A set time after the end of conditioning, the flies were placed in a T-maze and allowed to choose between the odours for 45 s. To obtain an estimate of preference, the flies in each arm of the T-maze were counted; flies remaining in the central chamber of the T-maze were ignored. The assays were paired; each group of flies conditioned to avoid octanol was paired with a group conditioned to avoid MCH. One learning score was calculated for each such pair, as the difference in the proportion of flies choosing octanol between the group conditioned to avoid MCH and the group conditioned to avoid octanol. Learning scores were then used as dependent variable in anova after checking for homogeneity of variance (Bartlett test) and normality of residues (visually controlled with Q–Q plot).

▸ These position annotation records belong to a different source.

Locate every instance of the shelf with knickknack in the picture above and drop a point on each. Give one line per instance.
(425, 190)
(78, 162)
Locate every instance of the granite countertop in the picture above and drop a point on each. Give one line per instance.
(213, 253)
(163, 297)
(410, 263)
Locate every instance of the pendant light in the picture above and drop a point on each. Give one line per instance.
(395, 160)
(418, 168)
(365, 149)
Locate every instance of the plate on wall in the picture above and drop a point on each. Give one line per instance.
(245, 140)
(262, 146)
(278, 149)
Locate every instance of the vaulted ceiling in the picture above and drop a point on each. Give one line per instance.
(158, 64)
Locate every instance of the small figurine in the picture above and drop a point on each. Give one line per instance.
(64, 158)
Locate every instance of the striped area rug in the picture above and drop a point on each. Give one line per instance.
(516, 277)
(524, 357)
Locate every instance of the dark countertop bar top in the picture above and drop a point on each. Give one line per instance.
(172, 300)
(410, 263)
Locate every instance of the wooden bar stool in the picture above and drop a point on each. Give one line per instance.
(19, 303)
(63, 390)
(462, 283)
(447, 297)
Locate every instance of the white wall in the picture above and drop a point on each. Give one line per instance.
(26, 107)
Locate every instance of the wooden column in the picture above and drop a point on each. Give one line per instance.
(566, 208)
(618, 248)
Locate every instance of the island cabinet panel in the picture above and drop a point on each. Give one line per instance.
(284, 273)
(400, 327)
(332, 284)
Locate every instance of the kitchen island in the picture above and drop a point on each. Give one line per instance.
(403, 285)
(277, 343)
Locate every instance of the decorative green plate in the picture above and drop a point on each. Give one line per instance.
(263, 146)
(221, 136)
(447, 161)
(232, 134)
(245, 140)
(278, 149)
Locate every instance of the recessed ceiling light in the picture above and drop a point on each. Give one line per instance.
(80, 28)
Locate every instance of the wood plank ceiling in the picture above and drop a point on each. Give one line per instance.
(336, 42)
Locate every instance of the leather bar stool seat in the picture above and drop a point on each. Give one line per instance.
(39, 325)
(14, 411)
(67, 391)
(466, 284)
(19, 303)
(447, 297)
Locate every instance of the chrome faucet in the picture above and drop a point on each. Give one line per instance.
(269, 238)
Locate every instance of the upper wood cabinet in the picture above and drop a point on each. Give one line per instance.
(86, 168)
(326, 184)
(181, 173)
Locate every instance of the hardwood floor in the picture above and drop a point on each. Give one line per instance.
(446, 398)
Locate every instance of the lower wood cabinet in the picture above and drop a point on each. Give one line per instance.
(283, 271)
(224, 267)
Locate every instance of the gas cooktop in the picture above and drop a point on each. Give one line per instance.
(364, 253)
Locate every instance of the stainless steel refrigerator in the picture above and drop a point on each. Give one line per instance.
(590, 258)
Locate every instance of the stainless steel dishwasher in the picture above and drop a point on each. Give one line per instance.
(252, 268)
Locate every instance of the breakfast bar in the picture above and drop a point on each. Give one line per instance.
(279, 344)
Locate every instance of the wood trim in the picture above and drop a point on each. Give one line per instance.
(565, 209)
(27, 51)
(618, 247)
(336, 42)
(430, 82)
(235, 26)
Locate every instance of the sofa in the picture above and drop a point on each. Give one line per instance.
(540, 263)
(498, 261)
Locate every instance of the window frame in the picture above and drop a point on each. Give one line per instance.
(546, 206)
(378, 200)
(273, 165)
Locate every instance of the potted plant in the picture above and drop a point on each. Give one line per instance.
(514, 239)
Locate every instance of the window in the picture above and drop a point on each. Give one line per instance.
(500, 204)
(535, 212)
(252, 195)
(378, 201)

Unconditioned responses to odours

The response to odours (odour avoidance) without prior conditioning (i.e. in naïve flies) was also measured. The flies were subjected to the same pattern of shock as in the conditioning procedure, but without exposure to odours. They were then transferred to the T-maze and allowed to choose between one odour (octanol or MCH) and the solvent (paraffin oil). The proportion of flies choosing the solvent indicates their innate tendency to avoid the odour.

Egg-to-adult viability

Eggs were collected in mass oviposition on fruit jelly overnight. One hundred eggs were transferred to a 60-mL vial containing 10 mL of food; eggs that were infertile (transparent) or mechanically damaged were eliminated. In some cases, some lines did not lay enough eggs, in which case the vials were set up with fewer than 100 eggs (see below). To assess viability, we counted the number of adults that emerged within 9 days (normal food) or within12 days (poor food), counting from emergence of the first fly. The proportion of eggs that resulted in an emerged adult was used as an estimate of viability (one value per vial).

Inbreeding depression

General design

The inbred lines were assessed for inbreeding depression after five generations of inbreeding (viability), after eight generations (viability and preliminary assessment of learning performance) and after twelve generations of inbreeding (viability, detailed assessment of learning performance and unconditioned odour responses). Viability tests and a restricted set of learning performance tests were also carried out for the independently derived ‘moderately inbred lines’ (see above). Theses lines were assessed in a ‘cross-sectional’ experiment in parallel with the ‘strongly inbred lines’ (12 generations of inbreeding) and with the outbred controls.

Learning performance

Inbreeding depression is quantified as the proportional reduction in mean performance of inbred individuals. Learning assays were performed in groups of 60 adults (see above). Rather than forming each group using a single inbred line, we mixed equal numbers of adults from each inbred line, and the groups of 60 flies were derived from this mixed population. This was done to reduce the variance among the replicates and thus to increase the precision of the mean estimate while not exceeding the number of replicates that could technically be handled. This allowed us to study the average effect of inbreeding on learning performance under a varying number of conditioning cycles (memory acquisition) and a range of time between conditioning and test (memory decay). In all assays described below, the outbred flies from the base population served as controls.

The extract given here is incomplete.